There have been many significant advances in the medical field since I began my nursing career. These are some of the technologies, medications, and other innovations that were developed:

  • Portable Defibrillator
  • Ultrasound, CT scans and MRIs
  • Laser technology
  • Organ Transplants
  • DNA and Human Genome Project
  • Artificial Organs, e.g. Kidney, Heart
  • Stem Cell Therapy
  • Insulin Pump
  • Knee and Hip Replacements
  • Prosthetic limbs
  • Synthetic Blood
  • Statin and HIV Drugs
  • Vaccines for Measles, Mumps, Rubella, Chickenpox, Pneumonia, Lyme Disease, Meningitis, Hepatitis A, B, & C
  • Technology:  Internet, computerized records, wireless, mobile technology
  • Telehealth and telemonitoring

It is amazing what has occurred in the past 50 years and it is even more amazing to imagine what types of new advances will occur in the next 50 years, especially given the availability of technological advances that will be possible in the future.

As we “baby boomers” retire, the nursing shortages are going to become even more apparent. Statistics for 2017 show that there are 3.3 million active licensed RNs in the U.S., but about 500,000 baby boomer nurses are expected to retire by 2022. This means over 1 million new nurses will be needed by that time.

In addition, there are 2.51 million community and social service workers in the U.S.  Projections estimate that healthcare social worker demands will increase by 19% between 2014 and 2024, adding about 31,000 new positions. They also estimate that the addition of treatment programs for mental health and substance abuse will also increase social worker demand, creating a 19% growth by 2024, adding 22,000 new positions.

However, do not count on all nurses or social workers who reach retirement age to actually retire. Some love their career so much that they retire and then go back to work. For example, there are two 92 year-old nurses who became nurses in 1946, retired in their late 60s, found retirement wasn’t for them, and then returned to nursing to work another 25 years!

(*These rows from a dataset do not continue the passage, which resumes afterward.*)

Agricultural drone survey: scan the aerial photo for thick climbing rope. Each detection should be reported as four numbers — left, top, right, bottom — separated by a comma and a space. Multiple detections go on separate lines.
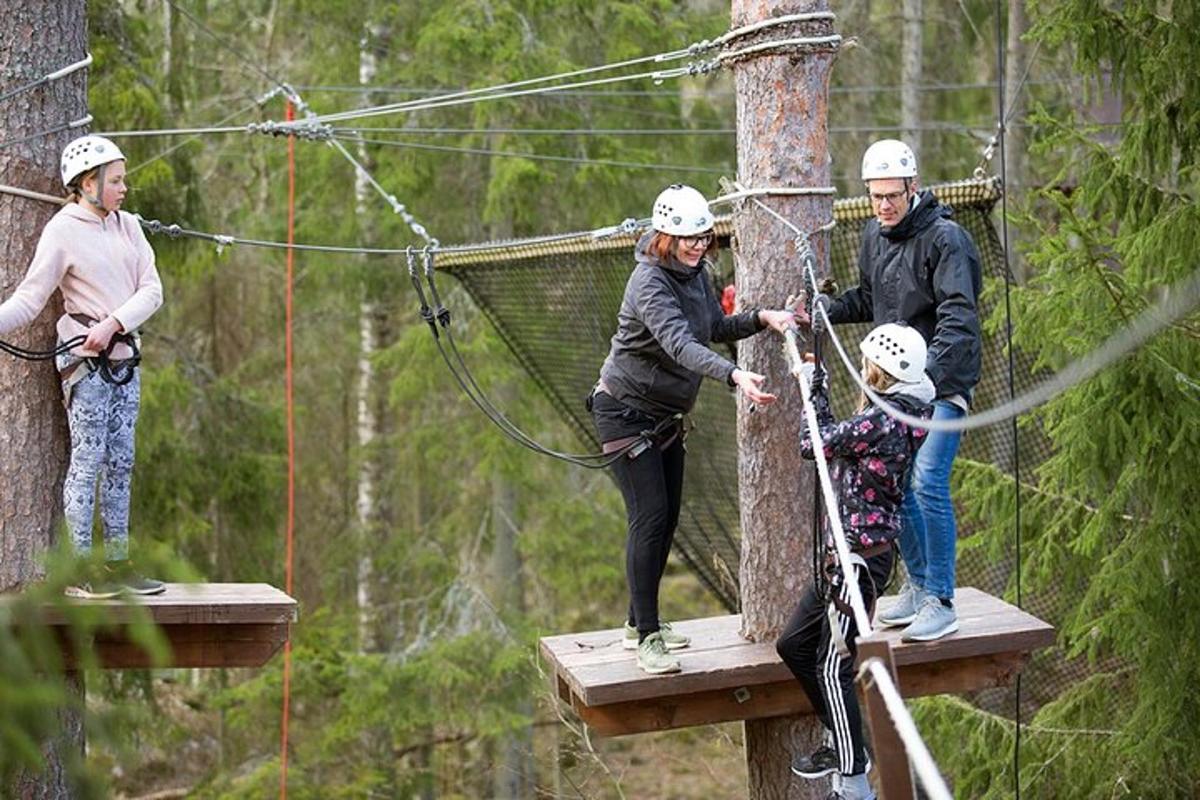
334, 136, 726, 175
858, 658, 954, 800
996, 0, 1022, 800
280, 98, 296, 800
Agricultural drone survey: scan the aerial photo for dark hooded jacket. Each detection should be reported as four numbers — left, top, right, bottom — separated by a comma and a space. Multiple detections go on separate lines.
800, 381, 934, 551
600, 233, 763, 416
829, 190, 982, 402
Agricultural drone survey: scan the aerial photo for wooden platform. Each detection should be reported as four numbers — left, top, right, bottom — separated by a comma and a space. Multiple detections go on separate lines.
540, 588, 1055, 736
43, 583, 298, 669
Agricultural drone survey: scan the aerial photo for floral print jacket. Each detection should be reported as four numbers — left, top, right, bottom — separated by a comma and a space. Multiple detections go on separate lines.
800, 381, 934, 551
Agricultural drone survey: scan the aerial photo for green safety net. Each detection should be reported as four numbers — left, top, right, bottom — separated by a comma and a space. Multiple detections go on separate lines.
438, 180, 1065, 710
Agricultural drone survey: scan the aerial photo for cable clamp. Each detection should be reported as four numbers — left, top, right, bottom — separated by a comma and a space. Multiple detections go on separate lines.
972, 133, 1000, 181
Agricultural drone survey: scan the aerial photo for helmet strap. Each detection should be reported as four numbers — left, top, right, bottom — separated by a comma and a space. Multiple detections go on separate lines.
79, 164, 108, 213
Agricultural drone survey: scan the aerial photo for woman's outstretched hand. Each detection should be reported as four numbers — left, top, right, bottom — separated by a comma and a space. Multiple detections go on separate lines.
730, 369, 775, 405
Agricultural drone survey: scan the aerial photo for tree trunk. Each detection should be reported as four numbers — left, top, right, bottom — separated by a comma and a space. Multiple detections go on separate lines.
0, 0, 88, 800
491, 470, 534, 800
354, 23, 386, 652
733, 0, 833, 800
900, 0, 925, 151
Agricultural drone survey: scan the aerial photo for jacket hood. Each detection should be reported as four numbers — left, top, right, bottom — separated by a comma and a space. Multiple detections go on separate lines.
880, 188, 954, 241
59, 203, 114, 225
634, 230, 704, 281
882, 375, 937, 405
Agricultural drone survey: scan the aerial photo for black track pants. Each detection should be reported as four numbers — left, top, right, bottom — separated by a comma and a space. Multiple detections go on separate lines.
775, 549, 894, 775
592, 391, 684, 636
612, 438, 684, 636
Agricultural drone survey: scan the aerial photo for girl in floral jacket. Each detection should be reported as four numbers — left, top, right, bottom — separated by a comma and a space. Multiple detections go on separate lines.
775, 323, 934, 800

  • Jean McCarthy, the 2nd oldest practicing nurse in the U.S., still works at the Community Family Alzheimer’s Day Health Center in Lowell, MA.  (Click here to a slideshow of her award ceremony).
  • Florence Rigney is the oldest working nurse in the U.S. She works 2 days a week in the Operating Room at a hospital in Tacoma, Washington. She originally retired at age 67, but then asked if she could return about 6 months later. She never imagined she would continue to work another 25 years, but says she loves to interact with patients. Her co-workers admire her for her speed and dedication and say “if you hesitate for even a second (because you are tired), she’ll just keep on going”. (Click here to see a video of her working in the OR).

So, don’t count all of us out, just because we have reached the age of 65. We still have a lot of knowledge and experience to share. But we are ready to turn over the torch to a new, dedicated, motivated, energetic group of nurses and social workers to carry on case management’s goals of professionalism, leadership, quality care, and commitment to excellence.